Naturally, a book that argues that brands are going extinct caught my eye.
Fortunately (for the sake of my career), the authors miss a crucial point about the role of brands that cripples this morbid hypothesis. I'll get to that in a moment. First their thesis:
In a nutshell, the the authors argue that thanks to the likes of Yelp, TripAdvisor, and online reviews on...everything, consumers will be able to easily identify the "Absolute" Value of a product or service, rather than have to make a decision based solely on a "Relative" or perceived value. The argument goes that the primary role of a brand is to communicate this Absolute value, and thanks to more perfect product-quality information brands are becoming less important, and are quite literally on the way out in many categories.
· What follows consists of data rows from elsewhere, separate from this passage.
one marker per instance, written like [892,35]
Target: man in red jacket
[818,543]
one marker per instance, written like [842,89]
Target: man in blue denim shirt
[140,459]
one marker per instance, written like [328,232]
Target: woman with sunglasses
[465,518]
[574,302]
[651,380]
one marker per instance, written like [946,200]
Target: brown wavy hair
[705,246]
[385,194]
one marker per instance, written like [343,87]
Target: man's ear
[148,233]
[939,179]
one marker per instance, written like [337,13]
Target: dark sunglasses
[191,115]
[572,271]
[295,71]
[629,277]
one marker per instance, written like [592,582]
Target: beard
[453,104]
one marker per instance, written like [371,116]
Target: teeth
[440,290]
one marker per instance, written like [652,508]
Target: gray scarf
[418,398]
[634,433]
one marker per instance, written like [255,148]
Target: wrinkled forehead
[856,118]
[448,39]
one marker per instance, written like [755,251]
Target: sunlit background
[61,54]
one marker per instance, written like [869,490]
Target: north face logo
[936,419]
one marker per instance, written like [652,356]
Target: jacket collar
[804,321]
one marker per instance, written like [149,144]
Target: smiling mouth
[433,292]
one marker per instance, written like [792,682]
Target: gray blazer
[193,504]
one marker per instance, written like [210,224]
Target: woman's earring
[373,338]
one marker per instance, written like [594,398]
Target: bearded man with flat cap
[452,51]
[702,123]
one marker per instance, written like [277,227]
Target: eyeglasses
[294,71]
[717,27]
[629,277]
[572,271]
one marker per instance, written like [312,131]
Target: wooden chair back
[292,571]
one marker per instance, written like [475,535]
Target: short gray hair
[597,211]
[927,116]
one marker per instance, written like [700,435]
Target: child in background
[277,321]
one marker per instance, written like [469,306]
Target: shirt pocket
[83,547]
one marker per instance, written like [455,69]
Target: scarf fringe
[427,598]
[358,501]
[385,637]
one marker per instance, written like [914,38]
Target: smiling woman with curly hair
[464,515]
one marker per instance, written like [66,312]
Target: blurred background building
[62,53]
One of his examples that brings the point to life is with the brand ASUS, a Taiwanese Computer manufacturer. This computer brand was able to capture a chunk of the market without any brand development and instead focusing on building a superior specs/price equation. Thanks to favorable reviews, this non-brand* was able to succeed.
Now to my response to this book, which will be short and sweet. The crucial point that this book completely misses is this:
Brands add incremental value to products. They do jobs that products cannot do.
1. Imagine two cans of Red Bull liquid on a shelf. One has no label and just says "Energy Drink." The other looks regular. They're the same price. Which would you purchase?
2. Imagine you're looking at the body wash aisle in Target deciding which bottle to buy. You see a bottle of Dove and a identically shaped Kroger brand next to it. The Kroger bottle says loud and clear: "COMPARE INGREDIENTS TO DOVE." You look and they are identical. Imagine they are priced the same, which bottle do you buy?
3. How did Snickers crush the candy bar category with one word and one question mark, "Hungry?"
Yes, the book is right that more than ever a PRODUCT is under scrutiny. Since BRANDS co-exist and work with the product, a good BRAND will not be able to save a bad PRODUCT. Brands will have to work harder to mean something because more transparent information means consumers can now weigh in on product quality more than ever before. But this does not mean the end of brands, or anything even close.
Whether ASUS wants to admit it or not, ASUS is a brand. Instead of creating it themselves they're letting each consumer do it on his own. In this, ASUS is the inverse-Apple. Instead of standing for one, awesome, powerful, value-adding thing, ASUS will stand for 3 trillion things. Just like our two bottles of Red Bull, the first computer that matches ASUS's specs with a brand that is even just marginally better, will win. My prediction: ASUS will be out within 10 years.
*As I wrote this I just remembered that my Google Nexus 7 tablet is built by ASUS. It has a logo on the back declaring this origin. It's funny, because when I first bought the tablet I remember thinking, "Ugh, I wish it would have just said 'Google' instead."